Climate Authors: Fernando Pérez and [Dr. Chelle Gentemann](https://cgentemann.github.io).

## Due Date
This assignment is due on **April 4th, 2023, at 11:59PM PT**.

## Lab Walk-Through
In addition to the lab notebook, we have also released a prerecorded walk-through video of the lab. We encourage you to reference this video as you work through the lab. Run the cell below to display the video.

In [None]:
from IPython.display import YouTubeVideo
YouTubeVideo("5HbGE3JiBzQ")

## Collaboration Policy

Data science is a collaborative activity. While you may talk with others about
the homework, we ask that you **write your solutions individually**. If you do
discuss the assignments with others please **include their names** at the top
of your solution.

**Collaborators:** *list names here*

In [None]:
# Run this cell to set up your notebook
import matplotlib.pyplot as plt
import numpy as np
import pandas as pd
import scipy
import seaborn as sns
import os


from pathlib import Path

# Small style adjustments for more readable plots
plt.style.use("seaborn-whitegrid")
plt.rcParams["figure.figsize"] = (8, 6)
plt.rcParams["font.size"] = 14

<br/><br/>
<hr style="border: 5px solid #003262;" />
<hr style="border: 1px solid #fdb515;" />

# Part I: Climate

<br><br>

---


## Tutorial: Loading the Mauna Loa CO2 data

We start by loading the same dataset we used during the lecture, containing CO2 measurements in Mauna Loa, Hawaii.

In [None]:
# Set up to load data from the local small copy available in the repo

DATA_DIR = Path('./data')

# If you want to run this on the Berkeley data hub, where we have a larger version of the data,
# uncomment the below. But do not do that for submitting the Lab, as the version that will
# run on the grader needs to use the path above and only has enough data to grade the Lab.
#DATA_DIR = Path.home()/Path('shared/climate-data')
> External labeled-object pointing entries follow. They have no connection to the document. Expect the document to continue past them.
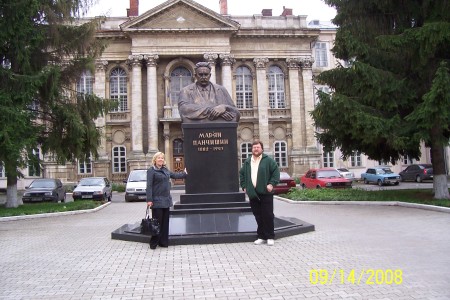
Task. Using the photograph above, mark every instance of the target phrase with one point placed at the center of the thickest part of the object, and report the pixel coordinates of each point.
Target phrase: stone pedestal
(211, 161)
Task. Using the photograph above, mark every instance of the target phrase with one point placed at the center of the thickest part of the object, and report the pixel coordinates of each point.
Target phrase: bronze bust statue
(204, 101)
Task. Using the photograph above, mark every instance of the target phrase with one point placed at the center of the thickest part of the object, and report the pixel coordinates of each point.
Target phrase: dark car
(324, 178)
(417, 172)
(93, 188)
(45, 189)
(285, 184)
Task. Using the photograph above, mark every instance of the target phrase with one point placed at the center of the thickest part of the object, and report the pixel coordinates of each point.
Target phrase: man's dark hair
(202, 64)
(258, 142)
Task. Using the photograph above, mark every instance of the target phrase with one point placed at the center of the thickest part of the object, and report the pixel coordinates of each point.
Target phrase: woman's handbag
(150, 226)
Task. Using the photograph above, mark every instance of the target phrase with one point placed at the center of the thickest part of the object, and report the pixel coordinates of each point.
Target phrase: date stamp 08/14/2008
(363, 276)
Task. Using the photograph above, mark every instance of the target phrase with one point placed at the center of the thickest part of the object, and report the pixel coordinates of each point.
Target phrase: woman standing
(159, 198)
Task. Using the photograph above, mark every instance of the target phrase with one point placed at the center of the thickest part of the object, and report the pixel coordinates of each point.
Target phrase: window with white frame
(355, 159)
(119, 159)
(280, 153)
(85, 84)
(179, 78)
(246, 151)
(407, 160)
(85, 166)
(2, 170)
(118, 88)
(34, 167)
(321, 54)
(276, 88)
(244, 88)
(328, 159)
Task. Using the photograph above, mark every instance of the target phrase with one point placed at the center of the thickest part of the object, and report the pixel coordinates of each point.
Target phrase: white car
(93, 188)
(346, 173)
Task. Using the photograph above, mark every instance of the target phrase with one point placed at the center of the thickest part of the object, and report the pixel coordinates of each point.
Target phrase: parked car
(44, 189)
(324, 178)
(94, 188)
(285, 184)
(346, 173)
(417, 172)
(381, 175)
(136, 185)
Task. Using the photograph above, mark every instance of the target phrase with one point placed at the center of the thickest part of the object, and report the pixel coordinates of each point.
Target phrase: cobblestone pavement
(73, 257)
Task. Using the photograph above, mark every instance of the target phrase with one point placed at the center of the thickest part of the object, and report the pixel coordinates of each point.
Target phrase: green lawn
(420, 196)
(48, 207)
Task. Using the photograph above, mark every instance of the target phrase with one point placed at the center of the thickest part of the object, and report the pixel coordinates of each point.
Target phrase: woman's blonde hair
(156, 156)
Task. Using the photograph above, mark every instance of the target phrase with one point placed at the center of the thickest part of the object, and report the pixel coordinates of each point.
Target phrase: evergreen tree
(393, 93)
(43, 51)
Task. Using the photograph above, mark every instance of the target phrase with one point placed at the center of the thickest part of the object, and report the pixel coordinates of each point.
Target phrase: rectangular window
(355, 159)
(34, 168)
(328, 159)
(85, 167)
(321, 54)
(281, 154)
(119, 160)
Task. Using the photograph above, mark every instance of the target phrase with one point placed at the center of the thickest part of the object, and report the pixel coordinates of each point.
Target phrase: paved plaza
(356, 252)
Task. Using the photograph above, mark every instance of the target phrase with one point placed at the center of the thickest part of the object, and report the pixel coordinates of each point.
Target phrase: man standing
(205, 101)
(257, 177)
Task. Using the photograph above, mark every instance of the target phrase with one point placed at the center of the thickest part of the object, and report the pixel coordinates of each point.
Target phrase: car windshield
(328, 174)
(384, 171)
(138, 176)
(43, 184)
(91, 181)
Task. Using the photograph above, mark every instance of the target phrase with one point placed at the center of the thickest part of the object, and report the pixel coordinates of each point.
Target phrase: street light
(6, 63)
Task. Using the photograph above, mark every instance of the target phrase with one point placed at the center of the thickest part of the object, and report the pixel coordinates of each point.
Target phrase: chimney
(286, 11)
(133, 11)
(223, 7)
(266, 12)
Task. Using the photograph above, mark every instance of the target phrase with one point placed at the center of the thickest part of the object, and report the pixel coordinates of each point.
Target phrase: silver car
(93, 188)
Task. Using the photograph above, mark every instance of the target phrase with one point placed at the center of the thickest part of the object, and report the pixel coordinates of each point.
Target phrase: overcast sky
(314, 9)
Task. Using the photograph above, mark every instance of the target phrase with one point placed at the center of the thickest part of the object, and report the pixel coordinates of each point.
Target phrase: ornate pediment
(179, 15)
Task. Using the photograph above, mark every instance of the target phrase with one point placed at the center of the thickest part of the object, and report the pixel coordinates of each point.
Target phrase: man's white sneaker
(260, 242)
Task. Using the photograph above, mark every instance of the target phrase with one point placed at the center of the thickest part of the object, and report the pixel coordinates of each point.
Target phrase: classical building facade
(266, 62)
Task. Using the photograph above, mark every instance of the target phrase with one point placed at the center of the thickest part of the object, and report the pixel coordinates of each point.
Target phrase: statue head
(202, 73)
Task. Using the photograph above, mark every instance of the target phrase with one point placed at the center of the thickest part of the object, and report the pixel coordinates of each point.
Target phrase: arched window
(276, 87)
(179, 78)
(85, 84)
(280, 153)
(119, 159)
(118, 88)
(178, 147)
(244, 88)
(246, 151)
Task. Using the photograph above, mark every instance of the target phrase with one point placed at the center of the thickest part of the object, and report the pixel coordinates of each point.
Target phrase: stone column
(100, 91)
(152, 103)
(227, 62)
(136, 105)
(294, 88)
(211, 60)
(263, 101)
(306, 65)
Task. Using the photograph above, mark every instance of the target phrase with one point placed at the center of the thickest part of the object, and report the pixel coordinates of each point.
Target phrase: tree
(45, 51)
(394, 92)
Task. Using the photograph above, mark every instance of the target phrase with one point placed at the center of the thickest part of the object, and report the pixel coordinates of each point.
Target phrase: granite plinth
(213, 228)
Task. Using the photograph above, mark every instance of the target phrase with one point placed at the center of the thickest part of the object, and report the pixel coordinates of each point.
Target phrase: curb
(55, 214)
(375, 203)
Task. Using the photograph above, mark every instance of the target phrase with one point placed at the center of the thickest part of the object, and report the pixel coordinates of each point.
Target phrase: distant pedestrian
(257, 177)
(159, 198)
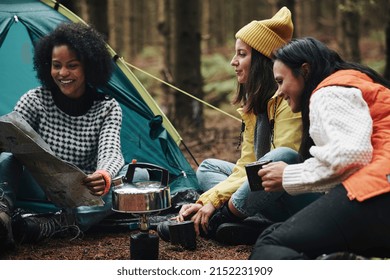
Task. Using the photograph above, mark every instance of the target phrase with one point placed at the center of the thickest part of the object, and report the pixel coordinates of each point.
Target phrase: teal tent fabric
(143, 138)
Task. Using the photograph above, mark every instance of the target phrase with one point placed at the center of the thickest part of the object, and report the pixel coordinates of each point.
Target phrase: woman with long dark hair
(346, 114)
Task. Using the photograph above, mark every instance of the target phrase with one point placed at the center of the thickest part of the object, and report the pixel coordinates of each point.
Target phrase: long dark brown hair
(323, 62)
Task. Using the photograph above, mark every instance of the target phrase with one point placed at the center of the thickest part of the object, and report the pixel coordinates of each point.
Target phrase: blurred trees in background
(181, 32)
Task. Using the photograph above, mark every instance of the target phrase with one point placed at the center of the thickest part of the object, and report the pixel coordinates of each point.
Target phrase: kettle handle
(132, 166)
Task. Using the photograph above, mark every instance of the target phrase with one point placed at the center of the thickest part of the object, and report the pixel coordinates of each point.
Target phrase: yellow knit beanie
(268, 35)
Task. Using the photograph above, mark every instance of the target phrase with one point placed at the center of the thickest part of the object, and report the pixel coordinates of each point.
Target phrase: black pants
(333, 223)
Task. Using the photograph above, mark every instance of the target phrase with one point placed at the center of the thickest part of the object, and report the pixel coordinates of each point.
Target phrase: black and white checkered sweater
(90, 141)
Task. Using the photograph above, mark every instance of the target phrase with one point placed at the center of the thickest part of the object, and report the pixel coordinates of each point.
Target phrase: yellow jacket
(287, 133)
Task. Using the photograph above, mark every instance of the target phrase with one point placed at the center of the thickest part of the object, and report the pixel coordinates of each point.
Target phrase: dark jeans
(332, 223)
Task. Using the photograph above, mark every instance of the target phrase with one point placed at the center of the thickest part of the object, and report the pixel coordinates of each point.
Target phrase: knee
(284, 154)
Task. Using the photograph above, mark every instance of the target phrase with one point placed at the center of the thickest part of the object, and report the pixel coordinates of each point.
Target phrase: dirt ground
(219, 140)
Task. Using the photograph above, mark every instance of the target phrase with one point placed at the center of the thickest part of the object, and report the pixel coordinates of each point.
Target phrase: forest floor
(219, 140)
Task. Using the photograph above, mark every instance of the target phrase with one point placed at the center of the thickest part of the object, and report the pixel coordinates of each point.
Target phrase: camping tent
(147, 134)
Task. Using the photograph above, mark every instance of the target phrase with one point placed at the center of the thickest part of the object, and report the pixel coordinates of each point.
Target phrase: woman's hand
(95, 183)
(272, 176)
(199, 214)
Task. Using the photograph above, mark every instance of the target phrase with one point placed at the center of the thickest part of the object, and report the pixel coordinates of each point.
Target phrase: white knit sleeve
(341, 127)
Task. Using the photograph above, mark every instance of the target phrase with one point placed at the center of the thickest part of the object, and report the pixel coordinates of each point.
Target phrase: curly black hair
(89, 46)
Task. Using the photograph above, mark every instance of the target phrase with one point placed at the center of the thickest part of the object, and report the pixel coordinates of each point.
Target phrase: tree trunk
(387, 39)
(187, 75)
(350, 27)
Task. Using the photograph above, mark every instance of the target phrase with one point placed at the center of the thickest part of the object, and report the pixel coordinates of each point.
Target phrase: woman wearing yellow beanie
(268, 123)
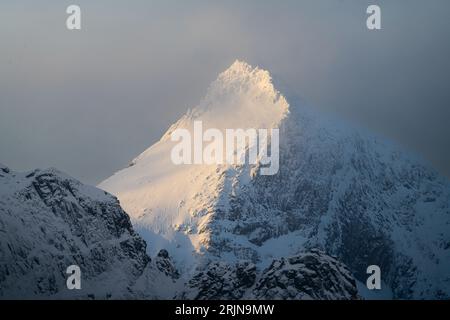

Load the CO2 data from a CSV file:

In [None]:
co2_file = DATA_DIR / "monthly_in_situ_co2_mlo_cleaned.csv"
data = pd.read_csv(co2_file)
data.head()

Remove missing values:

In [None]:
# Remove missing values, which are stored as -99.99.
data = pd.read_csv(co2_file, na_values=-99.99).dropna()
data.head()

Let's take a look at what the data looks like!

In [None]:
# Let's plot the data
plt.plot("fraction_date", "c02", data=data, label="original")
plt.plot("fraction_date", "data_adjusted_seasonally_fit", data=data, label="season adjusted");
plt.xlabel("date")
plt.ylabel("c02")
plt.legend()
plt.title("c02 Overtime");

<br><br>

---

# Tutorial: Exploring the annual anomaly

Notice how in the plot, there seems to be oscilliations within each year (changing by the months/seasons), but the overall trend of these oscillations appears to be going upward. We are going to try to understand the annual variability on top of the underlying growing trend, and see **whether that variability within a given year is itself changing over time**.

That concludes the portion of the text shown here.